Much of the time, my second graders groaned when I cheerfully started off my mini lesson by saying, "Today I want to talk to you about how good writers always use periods at the end of their sentences," because that was the sort of thing they claimed to know already, Miss Brave.

Well, I've been reading their Flat Stanley letters, which is the first lengthy piece of writing they've done for me in quite some time, and I am chagrined to report that a great many of them failed to use any punctuation whatsoever. Their letters look like telegrams without the "STOP" parts: "I am 7 years old I am in second grade my favorite color is blue what is your favorite color". And those of them that did use punctuation often used it incorrectly: "how are you! I love my Playstation? what is it like in california!"

I'm hoping to remedy this with the Flat Stanley Editing Checklist, which asks: "Did I begin each sentence with a capital letter? Did I use periods at the end of sentences? Did I use question marks at the end of questions?"

For now, I can only say: what am I going to do with them oy?.

4 comments:

Unknown said...

Just stumbled across your blog and want to congratulate you. It is very brave indeed to document your early-career experiences.

I am a newly-accredited teacher in Sydney, Australia, and there's a chance that due to family reasons I'll be joining the education community in NYC during 2008.

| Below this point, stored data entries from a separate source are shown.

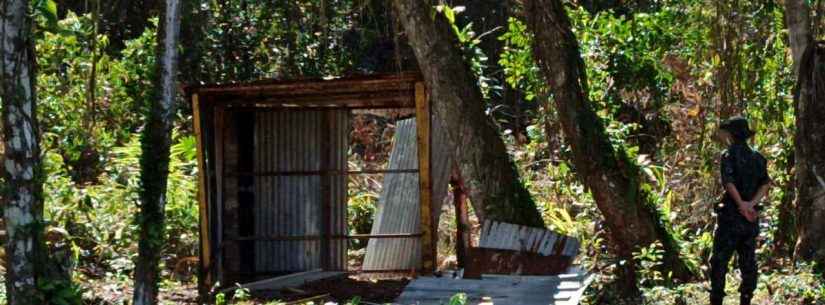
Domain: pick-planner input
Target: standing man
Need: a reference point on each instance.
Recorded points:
(745, 180)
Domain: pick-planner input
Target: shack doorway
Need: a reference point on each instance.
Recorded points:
(274, 175)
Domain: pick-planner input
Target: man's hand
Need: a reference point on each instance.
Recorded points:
(746, 208)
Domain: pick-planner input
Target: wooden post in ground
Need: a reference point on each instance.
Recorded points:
(462, 220)
(423, 120)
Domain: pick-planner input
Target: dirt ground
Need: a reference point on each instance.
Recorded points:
(368, 289)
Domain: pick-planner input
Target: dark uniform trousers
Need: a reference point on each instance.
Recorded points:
(733, 234)
(747, 170)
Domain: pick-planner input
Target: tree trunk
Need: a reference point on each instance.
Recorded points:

I really appreciate your perspective on what it's like for beginning teachers in NYC - I daresay a blog written here in Sydney would contain many of the same experiences!

Thank you

ms. v. said...

Hey there.... you probably don't want to hear this, but my sixth graders don't use question marks, either (some of them). Anyway, for a diversion, which we could all use, I tagged you for a meme. Check it out at http://msfrizzle.wordpress.com for 12/18

Clix said...

*laugh* I don't feel so bad about my ninth graders having run-ons. THANK you! :D

X said...

A few of my seventh graders would fit right in with that class.